Sync PolarDB MySQL to AnalyticDB MySQL V3.0 for Real-Time Analytics - DTS

Data Transmission Service (DTS) lets you continuously synchronize data from a PolarDB for MySQL cluster to an AnalyticDB for MySQL V3.0 cluster. This enables you to use AnalyticDB for MySQL to power internal business intelligence (BI) systems, interactive query systems, and real-time reporting systems.

What this task supports:

Full initial load followed by continuous incremental synchronization using binary logging (CDC)
Three synchronization topologies: one-to-one, one-to-many, and many-to-one
DML operations (INSERT, UPDATE, DELETE) and the most common DDL operations
Optional multi-table merging for OLAP consolidation scenarios

Prerequisites

Before you begin, make sure you have:

A PolarDB for MySQL cluster. See Purchase a subscription cluster or Purchase a pay-as-you-go cluster
A destination AnalyticDB for MySQL V3.0 cluster. See Create a cluster
Available storage space on the destination cluster that exceeds the total data size of the source cluster

Billing

Synchronization type	Fee
Schema synchronization and full data synchronization	Free
Incremental data synchronization	Charged. See Billing overview

Supported synchronization topologies

One-way one-to-one synchronization
One-way one-to-many synchronization
One-way many-to-one synchronization

SQL operations that can be synchronized

Type	Supported operations
DML	INSERT, UPDATE, DELETE
DDL	CREATE TABLE, DROP TABLE, RENAME TABLE, TRUNCATE TABLE, ADD COLUMN, MODIFY COLUMN, DROP COLUMN

How DML operations behave on the destination:

UPDATE statements are automatically converted to REPLACE INTO when written to the destination AnalyticDB for MySQL V3.0 cluster.
If an UPDATE targets the primary key, it is converted to a DELETE followed by an INSERT.

Warning

If you change the data type of a field in the source table during synchronization, the data synchronization task fails. To recover: 1. The data synchronization task fails when the data type of a field in the source table is changed during synchronization. 2. Create a new table (for example, customer_new) in the destination cluster with the same schema as the updated source table. 3. Copy all data from the original destination table into the new table using INSERT INTO SELECT. 4. Rename or delete the original destination table, then rename the new table to match the original name. 5. Restart the data synchronization task in the DTS console.

Limitations

Source database requirements

Tables must have a PRIMARY KEY or UNIQUE constraint, with all fields unique. Without this, the destination may contain duplicate records.
If you synchronize tables individually (not at the database level) and need to rename tables or columns in the destination, a single task supports up to 1,000 tables. Exceeding this limit causes a request error. Split the workload across multiple tasks, or synchronize at the database level instead.
Binary logging must be enabled, and the loose_polar_log_bin parameter must be set to ON. If it is not, the precheck fails and the task cannot start. See Enable binary logging and Modify parameters.
Enabling binary logging on a PolarDB for MySQL cluster incurs storage charges for the binary log files.
Retain binary logs for at least 3 days; 7 days is recommended. If the retention period is too short, data inconsistency or data loss may occur, and DTS Service Level Agreement (SLA) guarantees may not apply. See the Modify the retention period section in Enable binary logging.
During synchronization, do not execute DDL statements that modify primary keys or add comments (for example, ALTER TABLE table_name COMMENT='Table comments';). Such statements have no effect.
During schema synchronization and full data synchronization, do not run DDL statements that change database or table schemas. Doing so causes the task to fail.

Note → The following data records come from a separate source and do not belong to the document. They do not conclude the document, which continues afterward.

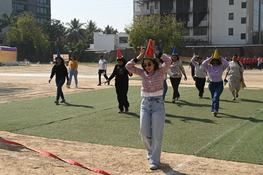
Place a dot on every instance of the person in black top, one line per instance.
(61, 72)
(121, 82)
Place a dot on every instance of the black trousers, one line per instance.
(175, 83)
(200, 84)
(121, 91)
(104, 74)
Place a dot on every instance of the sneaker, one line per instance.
(153, 166)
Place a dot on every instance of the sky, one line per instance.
(115, 13)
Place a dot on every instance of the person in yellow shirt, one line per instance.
(73, 71)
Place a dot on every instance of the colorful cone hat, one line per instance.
(216, 56)
(175, 51)
(58, 53)
(119, 55)
(149, 51)
(157, 49)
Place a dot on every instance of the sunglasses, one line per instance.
(147, 65)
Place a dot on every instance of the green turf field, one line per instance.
(190, 128)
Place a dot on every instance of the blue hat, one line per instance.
(175, 51)
(58, 53)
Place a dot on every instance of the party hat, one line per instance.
(215, 56)
(149, 51)
(175, 51)
(119, 55)
(157, 49)
(58, 53)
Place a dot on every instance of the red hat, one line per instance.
(149, 51)
(119, 55)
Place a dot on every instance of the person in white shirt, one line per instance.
(102, 69)
(200, 74)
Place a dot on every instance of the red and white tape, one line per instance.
(52, 155)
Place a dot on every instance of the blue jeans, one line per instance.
(74, 73)
(152, 118)
(60, 82)
(216, 89)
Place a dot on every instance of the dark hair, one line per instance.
(156, 65)
(73, 57)
(62, 60)
(122, 60)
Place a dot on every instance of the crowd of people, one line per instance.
(154, 68)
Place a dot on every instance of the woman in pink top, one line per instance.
(215, 67)
(152, 113)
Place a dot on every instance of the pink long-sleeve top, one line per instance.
(152, 83)
(215, 72)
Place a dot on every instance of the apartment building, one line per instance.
(40, 8)
(212, 22)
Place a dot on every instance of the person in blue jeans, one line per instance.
(60, 70)
(215, 67)
(152, 112)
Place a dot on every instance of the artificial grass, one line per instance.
(190, 128)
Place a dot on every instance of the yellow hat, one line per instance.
(216, 56)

Destination and general limits

Prefix indexes: Prefix indexes cannot be synchronized. If the source database contains prefix indexes, the task may fail.
Primary key requirement: Specify a custom primary key in the destination database, or configure the Primary Key Column setting during the Configurations for Databases, Tables, and Columns step. Without a primary key, synchronization may fail.
Read-only nodes: DTS does not synchronize from read-only nodes of the source PolarDB for MySQL cluster.
OSS external tables: DTS does not synchronize Object Storage Service (OSS) external tables from the source cluster.
Disk usage threshold: If disk usage on the destination AnalyticDB for MySQL cluster exceeds 80%, an exception occurs and the task is delayed. Estimate disk requirements based on the objects to be synchronized and make sure the destination cluster has sufficient space.
Backup conflicts: If the destination AnalyticDB for MySQL V3.0 cluster is being backed up while the DTS task is running, the task fails.
Off-peak synchronization: Run synchronization during off-peak hours. Initial full data synchronization uses read and write resources on both source and destination databases, increasing server load.
Table fragmentation: Concurrent INSERT operations during initial full data synchronization cause table fragmentation on the destination. After full synchronization completes, the destination tablespace size is larger than that of the source.
Online DDL tools: Do not use tools such as pt-online-schema-change to perform DDL operations on source tables during synchronization. The task will fail.
- If no data from other sources is written to the destination during synchronization, use Data Management (DMS) to perform online DDL operations. See Perform lock-free DDL operations.
- If data from other sources is being written to the destination at the same time, data inconsistency or data loss can occur.
DDL execution failures: If DDL statements fail to execute on the destination, the task continues to run. Check the task logs to view the failed statements. See View task logs.
Task recovery: If a DTS task fails, DTS support will attempt to restore it within 8 hours. During this period, the task may be restarted and task parameters (not database parameters) may be modified. Parameters that may be changed are listed in Modify instance parameters.
Foreign keys: During schema synchronization, DTS synchronizes foreign keys from source to destination. During full and incremental synchronization, DTS temporarily disables foreign key constraint checks and cascade operations at the session level. Cascade update and delete operations on the source during synchronization may cause data inconsistency.

Special behavior

DTS periodically executes CREATE DATABASE IF NOT EXISTS `test` on the source database to advance the binary log file position.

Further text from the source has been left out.